Privy Council rules on public policy and illegality in international arbitration 

15 June, 2021

On Monday 14 June 2021, the Privy Council handed down judgment in Betamax Ltd v State Trading Corporation (Mauritius) [2021] UKPC 14. The case has important ramifications for the extent to which a court can set aside or refuse to enforce an international arbitration award on the basis that it conflicts with public policy.

The appeal was brought from a judgment of the Supreme Court of Mauritius. The Supreme Court had set aside an international arbitration award made in favour of Betamax on the grounds that the Award conflicted with the public policy of Mauritius, because the underlying contract between Betamax and STC had (it was said) been entered into in breach of the public procurement law of Mauritius.

By contrast, the tribunal had ruled that the underlying contract had not been in breach of the public procurement law – a decision which (it was common ground) had fallen within the tribunal’s jurisdiction. The tribunal found STC liable to Betamax for breach of contract and had granted Betamax substantial damages, of over US$115 million.

Betamax appealed to the Privy Council to set aside the Supreme Court’s judgment and enforce the Award on the grounds that:

(1) the Supreme Court was not entitled to re-open and review the arbitrator’s decision on whether the contract was in breach of Mauritian public procurement laws;

(2) if it was so entitled, the Supreme Court’s decision that the contract was in breach of Mauritian public procurement laws was in any event wrong; and

(3) even if the contract was in breach of the public procurement law, it did not conflict with the public policy of Mauritius (properly analysed).
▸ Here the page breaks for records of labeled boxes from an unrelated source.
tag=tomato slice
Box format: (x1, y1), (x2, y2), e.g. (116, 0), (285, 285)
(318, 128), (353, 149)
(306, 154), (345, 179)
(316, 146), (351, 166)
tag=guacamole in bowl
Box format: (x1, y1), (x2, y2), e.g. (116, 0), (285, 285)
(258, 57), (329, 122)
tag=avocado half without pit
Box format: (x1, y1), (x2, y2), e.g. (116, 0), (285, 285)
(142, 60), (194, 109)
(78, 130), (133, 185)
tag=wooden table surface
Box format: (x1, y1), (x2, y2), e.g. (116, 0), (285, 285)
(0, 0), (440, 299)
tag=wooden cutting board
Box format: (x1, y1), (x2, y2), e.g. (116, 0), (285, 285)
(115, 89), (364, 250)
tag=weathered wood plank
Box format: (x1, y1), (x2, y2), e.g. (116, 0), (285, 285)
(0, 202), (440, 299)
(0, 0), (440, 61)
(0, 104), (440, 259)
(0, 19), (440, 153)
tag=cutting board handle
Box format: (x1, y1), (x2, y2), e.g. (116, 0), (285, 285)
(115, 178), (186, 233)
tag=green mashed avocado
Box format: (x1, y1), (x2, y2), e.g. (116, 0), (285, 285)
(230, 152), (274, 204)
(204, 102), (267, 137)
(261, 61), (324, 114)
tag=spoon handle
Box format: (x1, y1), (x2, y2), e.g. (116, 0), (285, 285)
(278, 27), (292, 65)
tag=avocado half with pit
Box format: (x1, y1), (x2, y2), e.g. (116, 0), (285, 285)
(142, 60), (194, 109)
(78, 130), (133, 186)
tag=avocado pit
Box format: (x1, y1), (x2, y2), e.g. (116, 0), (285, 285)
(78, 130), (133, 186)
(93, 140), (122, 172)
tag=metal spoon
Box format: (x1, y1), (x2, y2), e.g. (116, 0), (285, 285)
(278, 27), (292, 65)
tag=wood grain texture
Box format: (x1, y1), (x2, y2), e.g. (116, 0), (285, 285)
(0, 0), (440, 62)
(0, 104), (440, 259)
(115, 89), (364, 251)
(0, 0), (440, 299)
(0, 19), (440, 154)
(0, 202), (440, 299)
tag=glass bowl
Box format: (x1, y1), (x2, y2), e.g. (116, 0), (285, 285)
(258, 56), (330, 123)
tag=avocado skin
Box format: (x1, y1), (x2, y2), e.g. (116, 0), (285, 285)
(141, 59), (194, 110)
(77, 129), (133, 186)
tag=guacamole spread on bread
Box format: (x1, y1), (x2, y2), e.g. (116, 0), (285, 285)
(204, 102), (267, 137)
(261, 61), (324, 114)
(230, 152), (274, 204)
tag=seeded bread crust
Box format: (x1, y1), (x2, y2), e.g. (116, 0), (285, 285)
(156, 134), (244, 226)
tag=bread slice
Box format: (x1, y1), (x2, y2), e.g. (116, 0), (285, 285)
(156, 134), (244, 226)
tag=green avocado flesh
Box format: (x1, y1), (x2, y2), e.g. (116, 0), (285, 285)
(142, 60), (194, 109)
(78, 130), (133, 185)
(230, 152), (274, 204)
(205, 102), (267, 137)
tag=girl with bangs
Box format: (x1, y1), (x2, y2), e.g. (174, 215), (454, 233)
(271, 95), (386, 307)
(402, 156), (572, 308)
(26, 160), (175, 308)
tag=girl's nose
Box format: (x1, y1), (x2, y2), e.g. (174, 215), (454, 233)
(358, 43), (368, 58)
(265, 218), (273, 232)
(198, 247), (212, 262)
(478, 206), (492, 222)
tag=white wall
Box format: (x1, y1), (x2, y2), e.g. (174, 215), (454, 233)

The Privy Council agreed with Betamax on grounds (1) and (2) and held that it did not need to decide ground (3).  It therefore allowed the application of Betamax to enforce the Award.

The Board’s reasoning on ground (1), which surveys the key English Court of Appeal decisions in Soleimany v Soleimany, Westacre and RBRG v Sinocore, and the leading Singapore Court of Appeal decision in AJU v AJT, is likely to be of considerable interest to international arbitration practitioners both in England and abroad.

It is likely to have a major influence on the approach to the public policy ground of non-enforcement or setting aside in most leading arbitral jurisdictions: Section 39(2)(b)(ii) of the Mauritian International Arbitration Act , which provides that an award may be set aside if “in conflict with the public policy of Mauritius”, enacts the equivalent provision of the Model Law into Mauritian law, and is thus also reflected in the legislation of many leading arbitration jurisdictions, in Sections 68(2)(g) and 103(3) of the English Arbitration Act, and in Article V(2)(b) of the New York Convention. Importantly, the Privy Council’s judgment makes it clear (at para. 21) that there is no reason of principle to adopt a different approach to public policy in setting aside cases (such as the appeal in Betamax) and in enforcement cases under the New York Convention.

In short, the Board held that the intervention of a supervisory court addressing a challenge based on public policy under section 39(2) of the Mauritian International Arbitration Act was strictly limited, and that the respect owed to the finality of the award meant that the court was not permitted to re-open issues determined by the tribunal relating to the meaning and effect of a contract, or whether it complied with a regulatory or legislative scheme, under the guise of public policy.

Instead, the supervisory court had to take the findings of law and fact made in the award and within the jurisdiction of the tribunal as they stood.

Thus, where a tribunal has expressly considered issues which have required it to inquire into circumstances suggesting illegality, and held that there was no such illegality, that decision was final and could not be reopened (absent fraud, a breach of natural justice or any other vitiating factor).

Mark Howard QC of Brick Court Chambers, Salim Moollan QC and Siddharth Dhar, instructed by Mark Buckley of Fladgate LLP, acted for the appellant, Betamax.